Some units may really appreciate someone who falls in with them doing an Officer's impression, as no one in their unit wants to go to the expense. Some may not and there is no way to know without checking.

Honestly, I would check with the Unit you mentioned earlier was close by to see what tartan they chose and why they chose it, if you wish to fall in with them in the future.

OK, I started twice now to discuss the Officer's Uniform you asked about from the painting, so will close this to begin typing more on that.

Gus
The unit I've talked to represents Captain Stirling's company and wears the darker tartan and also jackets with the buff facings. So I'm already going to stand out like a sore thumb most likely by going with the royal blue facings. But they are still roughly 5 hours drive away from me so most likely I will only make it to the same events as them a few times a year for now, possibly as little as once or twice.

And I realize portraying an officer and hoping to fall in line with other units could be a point of contention at times but I do have some reasoning for it. As I said before, the family name connection. But also as the rendezvous I have been to local to me, there are very few if any people representing British troops of any flavor. So most likely I will be alone as a 42nd officer, and sometimes alone in representing a redcoat in general. That being said, I thought by representing an officer I might look less like a deserter wandering around at a rendezvous.

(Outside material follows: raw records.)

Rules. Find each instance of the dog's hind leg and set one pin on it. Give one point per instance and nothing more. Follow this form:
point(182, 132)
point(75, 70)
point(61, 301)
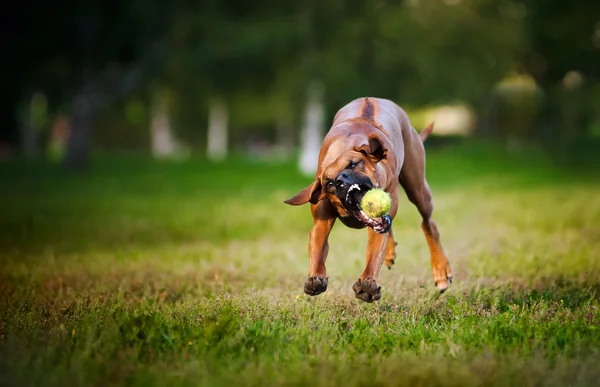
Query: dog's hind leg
point(324, 216)
point(366, 288)
point(412, 179)
point(390, 251)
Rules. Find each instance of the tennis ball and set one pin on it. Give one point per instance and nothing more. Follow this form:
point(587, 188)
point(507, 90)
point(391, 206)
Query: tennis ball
point(376, 203)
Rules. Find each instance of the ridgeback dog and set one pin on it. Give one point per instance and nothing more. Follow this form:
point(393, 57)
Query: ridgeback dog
point(371, 144)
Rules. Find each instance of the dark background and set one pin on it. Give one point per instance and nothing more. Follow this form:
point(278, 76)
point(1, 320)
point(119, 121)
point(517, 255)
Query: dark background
point(528, 71)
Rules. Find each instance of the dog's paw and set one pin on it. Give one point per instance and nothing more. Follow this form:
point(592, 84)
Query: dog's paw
point(315, 285)
point(367, 290)
point(442, 276)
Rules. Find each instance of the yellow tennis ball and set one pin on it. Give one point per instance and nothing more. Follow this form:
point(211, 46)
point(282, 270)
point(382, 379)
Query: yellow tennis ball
point(376, 203)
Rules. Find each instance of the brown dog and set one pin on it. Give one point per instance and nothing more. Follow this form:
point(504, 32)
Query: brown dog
point(371, 144)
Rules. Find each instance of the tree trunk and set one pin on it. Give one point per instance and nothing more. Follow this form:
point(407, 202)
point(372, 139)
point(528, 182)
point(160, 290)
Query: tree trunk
point(161, 134)
point(285, 134)
point(312, 129)
point(217, 130)
point(78, 145)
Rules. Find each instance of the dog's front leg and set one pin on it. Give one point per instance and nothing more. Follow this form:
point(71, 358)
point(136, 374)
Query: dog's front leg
point(324, 216)
point(366, 288)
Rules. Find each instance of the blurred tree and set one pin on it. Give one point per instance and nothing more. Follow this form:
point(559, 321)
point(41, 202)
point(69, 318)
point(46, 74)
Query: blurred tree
point(564, 58)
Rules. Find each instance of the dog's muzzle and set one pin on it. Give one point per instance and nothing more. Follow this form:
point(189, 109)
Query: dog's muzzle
point(350, 188)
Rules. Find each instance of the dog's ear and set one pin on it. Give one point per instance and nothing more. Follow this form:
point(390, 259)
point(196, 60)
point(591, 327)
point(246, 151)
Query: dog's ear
point(311, 194)
point(373, 148)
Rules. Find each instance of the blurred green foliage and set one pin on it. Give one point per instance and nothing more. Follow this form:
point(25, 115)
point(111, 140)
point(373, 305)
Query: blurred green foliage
point(259, 56)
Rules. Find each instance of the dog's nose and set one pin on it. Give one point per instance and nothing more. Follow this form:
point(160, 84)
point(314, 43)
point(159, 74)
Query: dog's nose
point(341, 180)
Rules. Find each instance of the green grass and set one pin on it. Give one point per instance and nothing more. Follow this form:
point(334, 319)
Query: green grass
point(142, 273)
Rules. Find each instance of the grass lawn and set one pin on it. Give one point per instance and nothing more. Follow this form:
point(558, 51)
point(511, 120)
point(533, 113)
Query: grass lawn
point(142, 273)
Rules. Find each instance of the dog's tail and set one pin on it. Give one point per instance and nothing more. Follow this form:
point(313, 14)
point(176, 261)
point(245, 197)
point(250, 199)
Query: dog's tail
point(426, 132)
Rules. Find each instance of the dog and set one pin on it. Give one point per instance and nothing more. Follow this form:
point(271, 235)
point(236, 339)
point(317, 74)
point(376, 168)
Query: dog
point(371, 144)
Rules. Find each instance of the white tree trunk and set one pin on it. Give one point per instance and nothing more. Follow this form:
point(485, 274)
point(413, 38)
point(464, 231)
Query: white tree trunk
point(217, 130)
point(285, 134)
point(312, 129)
point(161, 135)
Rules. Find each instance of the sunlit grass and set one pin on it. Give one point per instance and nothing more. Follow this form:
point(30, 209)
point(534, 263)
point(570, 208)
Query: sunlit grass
point(165, 274)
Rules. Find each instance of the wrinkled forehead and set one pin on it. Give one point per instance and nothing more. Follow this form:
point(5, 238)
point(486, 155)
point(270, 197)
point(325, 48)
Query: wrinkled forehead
point(337, 163)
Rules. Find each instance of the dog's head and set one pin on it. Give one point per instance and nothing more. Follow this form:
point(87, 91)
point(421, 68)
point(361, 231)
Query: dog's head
point(350, 166)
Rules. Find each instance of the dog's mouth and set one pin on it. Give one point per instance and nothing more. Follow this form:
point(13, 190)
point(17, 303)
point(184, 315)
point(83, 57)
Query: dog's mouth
point(351, 201)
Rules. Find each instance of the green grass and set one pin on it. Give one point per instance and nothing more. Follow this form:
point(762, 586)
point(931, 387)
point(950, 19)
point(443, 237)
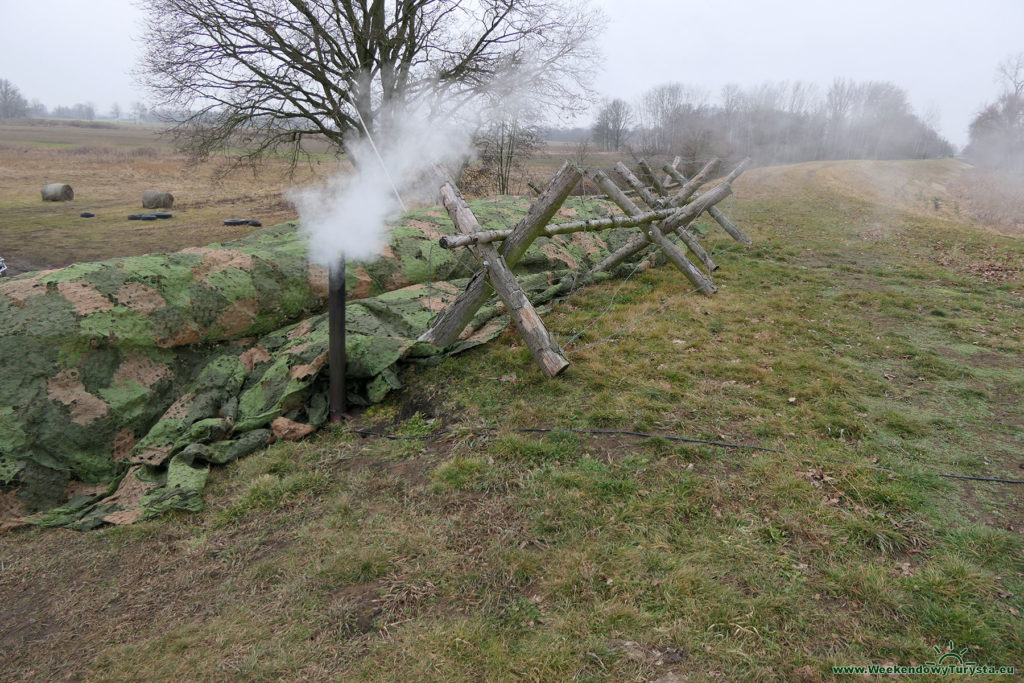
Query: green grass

This is another reason why I thought limiting the gold lace on my jacket might not be a bad idea. It appears to me that according to the sources, and with some slight modifications I could probably grab a fusil and fall in line as an enlisted man with units that have officers already, without many people noticing. Mainly I'm just trying to represent as accurately as I can within my budget, something and someone that I have very rarely seen portrayed around here locally to me.

Look forward to your thoughts on the uniform!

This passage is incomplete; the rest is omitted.